Anna Karenina, one of many film adaptations of the Leo Tolstoy novel of the same name, tells the story of an affair that tears the lives of those involved apart. In late 19th century Russia, Anna Karenina (Keira Knightley) is a content aristocrat married to the stuffy, yet kind statesman Alexei Karenin (Jude Law). Anna lives a happy and sensible life and has an especially close relationship with her only son. While in Moscow visiting her brother, Stiva (Matthew Macfadyen), she meets the young, handsome Count Vronsky (Aaron Taylor-Johnson). Vronsky is thought to soon be engaged to the young and beautiful Kitty (Alicia Vikander), but shocks everyone when he dances all night with Anna instead of Kitty at a ball. An affair between Anna and Vronsky ensues. This story is paralleled with the story of Konstantin Levin (Domhnall Gleeson), a young country landowner who is in pursuit of a marriage to Kitty and finding the key to a life of happiness.
With direction by Joe Wright, it’s no surprise that Anna Karenina boasts stunning visuals and impressive, sweeping long takes (those who appreciated the beauty of Wright’s Atonement and Pride and Prejudice will not be disappointed). The sets and costumes are rich with color and decadence.
Stylistically, the film is daring. Wright made a choice to have much of the action in the film take place on a theatrical stage, giving the audience the feeling of watching a stage play onscreen. For example, a scene will look like it is occurring in a proper film set until the camera pulls back and reveals the edge of the stage and footlights. At first, this tactic is distracting. It pulls the audience out of the narrative. However, after getting acquainted with the technique, in combination with an excellent score by Dario Marianelli, the entire film weaves together elegantly. This technique offers many opportunities for cinematic eye candy; for example there is an elaborate single swirling shot, which captures a change in setting from one scene to the next. Instead of a cut to the next scene, the audience witnesses set backdrops and props being rearranged around the characters. The extras in these sequences act like the chorus in a play, moving things around for the next scene or assisting the major characters in costume changes, all the while gliding across the screen in choreographed unison.
Wright also utilizes an interesting technique of having the extras and minor characters frozen in motion onscreen while the main characters remain moving, an elegant approach to dramatic scenes. Taking into account the great number of adaptations there have been of Anna Karenina to the screen and stage, it’s clear that part of the motivation for Wright’s use of the stage play setting and overall dramatic stylization is to set his film apart from the multitude of other stuffy adaptations.

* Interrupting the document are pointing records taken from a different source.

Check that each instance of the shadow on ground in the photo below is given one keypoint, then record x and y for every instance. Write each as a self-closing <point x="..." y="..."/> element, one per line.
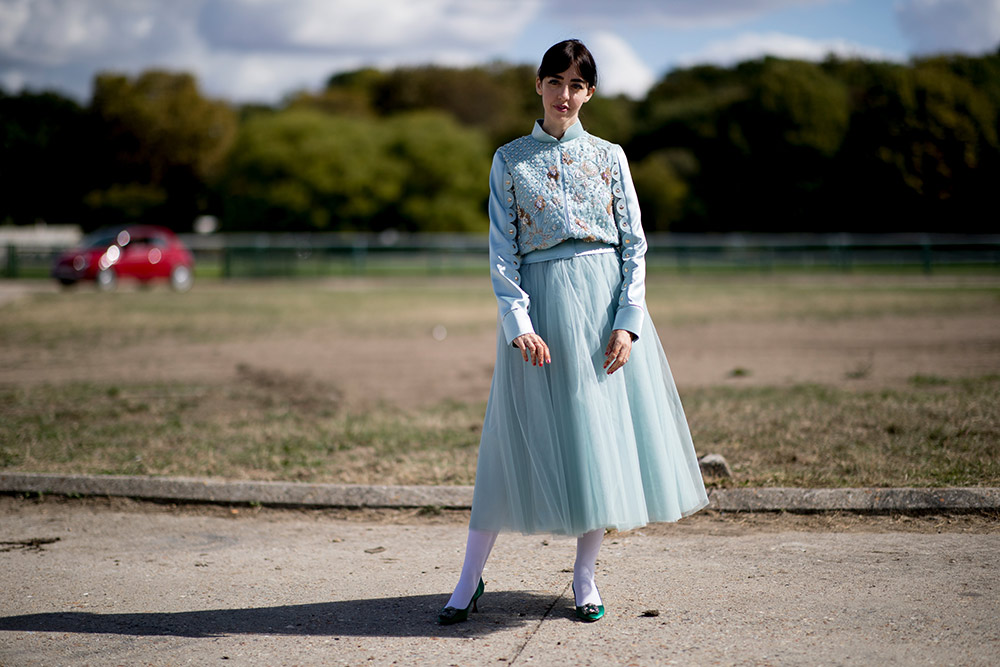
<point x="414" y="616"/>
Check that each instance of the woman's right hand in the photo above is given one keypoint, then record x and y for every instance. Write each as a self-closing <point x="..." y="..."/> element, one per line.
<point x="532" y="345"/>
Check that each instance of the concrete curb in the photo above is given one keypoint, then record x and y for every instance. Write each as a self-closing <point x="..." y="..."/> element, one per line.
<point x="294" y="494"/>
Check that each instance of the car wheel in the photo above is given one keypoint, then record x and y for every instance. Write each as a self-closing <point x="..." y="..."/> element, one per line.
<point x="181" y="278"/>
<point x="107" y="280"/>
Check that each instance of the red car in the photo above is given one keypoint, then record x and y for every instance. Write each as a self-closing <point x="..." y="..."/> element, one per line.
<point x="142" y="252"/>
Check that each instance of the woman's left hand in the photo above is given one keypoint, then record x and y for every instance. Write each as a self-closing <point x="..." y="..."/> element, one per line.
<point x="618" y="350"/>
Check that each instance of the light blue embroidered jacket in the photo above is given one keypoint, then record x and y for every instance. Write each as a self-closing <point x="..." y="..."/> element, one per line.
<point x="559" y="198"/>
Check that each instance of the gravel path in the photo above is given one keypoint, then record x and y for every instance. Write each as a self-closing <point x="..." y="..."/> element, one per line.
<point x="167" y="587"/>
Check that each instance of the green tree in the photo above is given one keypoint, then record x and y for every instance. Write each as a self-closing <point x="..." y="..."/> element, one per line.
<point x="303" y="169"/>
<point x="163" y="143"/>
<point x="46" y="152"/>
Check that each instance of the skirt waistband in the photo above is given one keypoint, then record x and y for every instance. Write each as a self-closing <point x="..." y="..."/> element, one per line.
<point x="566" y="249"/>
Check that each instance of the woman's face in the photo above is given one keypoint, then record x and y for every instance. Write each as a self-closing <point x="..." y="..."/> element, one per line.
<point x="563" y="95"/>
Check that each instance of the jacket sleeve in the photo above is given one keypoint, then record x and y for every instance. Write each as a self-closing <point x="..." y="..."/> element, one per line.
<point x="632" y="247"/>
<point x="505" y="261"/>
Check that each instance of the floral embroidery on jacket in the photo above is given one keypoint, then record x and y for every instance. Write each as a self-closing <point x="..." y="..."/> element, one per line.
<point x="570" y="204"/>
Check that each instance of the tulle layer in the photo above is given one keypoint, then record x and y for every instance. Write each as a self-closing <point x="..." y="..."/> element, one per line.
<point x="567" y="449"/>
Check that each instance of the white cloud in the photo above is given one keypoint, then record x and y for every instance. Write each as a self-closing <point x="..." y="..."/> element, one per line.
<point x="619" y="67"/>
<point x="673" y="13"/>
<point x="749" y="46"/>
<point x="970" y="26"/>
<point x="12" y="80"/>
<point x="339" y="26"/>
<point x="245" y="49"/>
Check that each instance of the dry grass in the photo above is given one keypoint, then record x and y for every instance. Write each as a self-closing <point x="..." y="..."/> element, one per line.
<point x="252" y="423"/>
<point x="289" y="428"/>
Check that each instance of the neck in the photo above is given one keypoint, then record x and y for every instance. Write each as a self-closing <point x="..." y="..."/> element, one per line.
<point x="557" y="127"/>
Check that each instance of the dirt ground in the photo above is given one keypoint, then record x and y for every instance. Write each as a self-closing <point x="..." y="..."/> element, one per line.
<point x="705" y="522"/>
<point x="408" y="371"/>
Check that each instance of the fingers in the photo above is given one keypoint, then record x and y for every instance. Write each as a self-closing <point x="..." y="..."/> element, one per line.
<point x="534" y="348"/>
<point x="521" y="345"/>
<point x="618" y="351"/>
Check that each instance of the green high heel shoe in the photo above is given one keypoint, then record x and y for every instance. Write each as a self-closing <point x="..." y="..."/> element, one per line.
<point x="452" y="615"/>
<point x="589" y="612"/>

While this film is visually spectacular and full of excellent performances (Knightley and Law in particular), there is an essential lack of a cohesive message for the film. Anna’s story of giving up stability, friendships, and her son for love feels like a mistake for her from the very beginning. I found myself wishing she wouldn’t choose the path of romantic love and would instead choose her son and her life that she’d built with her husband. Maybe I’m unromantic; or maybe Taylor-Johnson’s Count Vronsky was not believable as a man worth giving all of those things up for, but I wanted Anna to choose to keep her family intact. Somehow, her motivation to betray her old life is not compelling enough in the film. In fact, her character rapidly changes from a reasonable, respectable woman who gives advice on happy matrimony, to a woman who gives up her life for love.
The parallel love story in the film of Konstantine’s initially unrequited love for Kitty sends a much different message on love. Konstantine is a lover of simplicity in life; he rejects the fanciful ways of high society in Moscow even though his rank and wealth would allow him to be a part of it. He and Kitty find a way to share a simple and beautiful love that is not exceptionally passionate, but giving and true. I found there to be more heart in their delicately told story than in the story of Anna and Vronsky.
Though a bit muddled in its message, the film indeed successfully portrays many types of love stories through an innovative lens of style. One thing is certain: Wright beautifully captures the romance of this lovely and lavish time in Russia while setting Anna Karenina apart stylistically from stuffy period dramas.